Германтов и унижение Палладио - Александр Товбин
Шрифт:
Интервал:
Закладка:
Когда приземлились в Симферополе, стояла летняя жара, однако через час всего Перевал оказался окутанным тяжёлым сырым холодным туманом. Ослепший троллейбус осторожно сползал сквозь серую вату к морю. Море, этакие произвольно раскиданные мятые куски фольги, нет-нет да обнаруживалось в рваных просветах тумана; но в Алуште уже полил дождь, в Гурзуфе – неистово заколотил по крыше троллейбуса ливень, за густой водной завесой напрочь исчезло море, спрятался Аю-Даг… Ночью за окном казённо-неряшливого гостиничного номера с тусклой тяжёлой мебелью лупил ливень по метлахской плитке на открытой терраске с двумя пластмассовыми столиками, по чёрному асфальту набережной, по которой, как раз по её видимому из окна отрезку, неловко бежала, оскальзываясь, прыгая через лужи, на бегу натягивая со спины на голову плащ, одинокая мужская фигура, показавшаяся Германтову знакомой; всю ночь ревели за парапетом набережной тёмные седые волны.
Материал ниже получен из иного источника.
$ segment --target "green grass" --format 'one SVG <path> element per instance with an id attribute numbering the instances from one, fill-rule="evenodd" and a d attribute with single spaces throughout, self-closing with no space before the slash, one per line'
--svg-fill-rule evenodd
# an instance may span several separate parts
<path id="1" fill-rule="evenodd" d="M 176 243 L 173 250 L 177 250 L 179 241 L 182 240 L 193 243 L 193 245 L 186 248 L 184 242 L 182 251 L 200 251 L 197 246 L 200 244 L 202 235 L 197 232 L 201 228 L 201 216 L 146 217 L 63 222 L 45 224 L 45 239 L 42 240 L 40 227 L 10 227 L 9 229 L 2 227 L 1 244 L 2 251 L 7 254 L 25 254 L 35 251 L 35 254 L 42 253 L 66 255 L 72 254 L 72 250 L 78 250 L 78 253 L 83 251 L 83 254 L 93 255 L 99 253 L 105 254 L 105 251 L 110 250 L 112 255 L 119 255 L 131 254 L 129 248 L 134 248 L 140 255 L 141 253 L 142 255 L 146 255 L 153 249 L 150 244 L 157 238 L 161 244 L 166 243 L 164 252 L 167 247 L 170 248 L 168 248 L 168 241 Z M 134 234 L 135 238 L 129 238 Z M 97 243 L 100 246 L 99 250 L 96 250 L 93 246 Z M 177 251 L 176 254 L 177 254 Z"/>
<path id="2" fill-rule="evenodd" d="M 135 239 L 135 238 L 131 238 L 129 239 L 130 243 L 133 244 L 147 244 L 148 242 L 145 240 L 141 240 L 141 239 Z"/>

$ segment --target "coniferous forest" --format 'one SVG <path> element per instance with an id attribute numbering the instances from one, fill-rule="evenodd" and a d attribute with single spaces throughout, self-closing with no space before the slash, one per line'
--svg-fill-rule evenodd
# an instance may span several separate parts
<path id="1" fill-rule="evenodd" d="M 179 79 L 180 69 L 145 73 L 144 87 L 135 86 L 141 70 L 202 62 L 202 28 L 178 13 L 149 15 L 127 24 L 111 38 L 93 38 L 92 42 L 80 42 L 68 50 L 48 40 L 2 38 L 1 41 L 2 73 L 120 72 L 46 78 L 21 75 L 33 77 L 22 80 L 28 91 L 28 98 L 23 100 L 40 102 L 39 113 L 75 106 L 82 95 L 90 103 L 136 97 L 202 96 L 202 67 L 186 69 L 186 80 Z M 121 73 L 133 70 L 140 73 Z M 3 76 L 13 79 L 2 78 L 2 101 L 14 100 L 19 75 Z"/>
Ялтинские радости закономерно начались с Катиной ангины и высокой температуры; отпаивал Катю стрептоцидом, который заспанная гостиничная дежурная отыскала в настенном белом аптечном ящичке, ещё и пузырёк коричневый отыскался… Катя обречённо булькала колендулой над умывальником. А уж когда рассосались налёты в горле, когда массив серых туч раскололи трещины нежной потусторонней голубизны, в одну из трещин пролезло солнце – ударило солнце, загорелось море, и всё окрест заблистало, засияло; ультрамарином налилась передняя наклонная кулиса Яйлы, и безмятежно улеглось на ней, аккуратненько на скальной зазубрине, одинокое пуховое облачко, словно пудрой посыпавшее лесистый склон, а спереди, у тележек с пирожками, газировкой, мороженым, словно проснувшись, лениво зашевелились несколько низкорослых куцых войлочно-облезлых пальм, чудесно перенесённых в субтропики из ресторанных роскошеств…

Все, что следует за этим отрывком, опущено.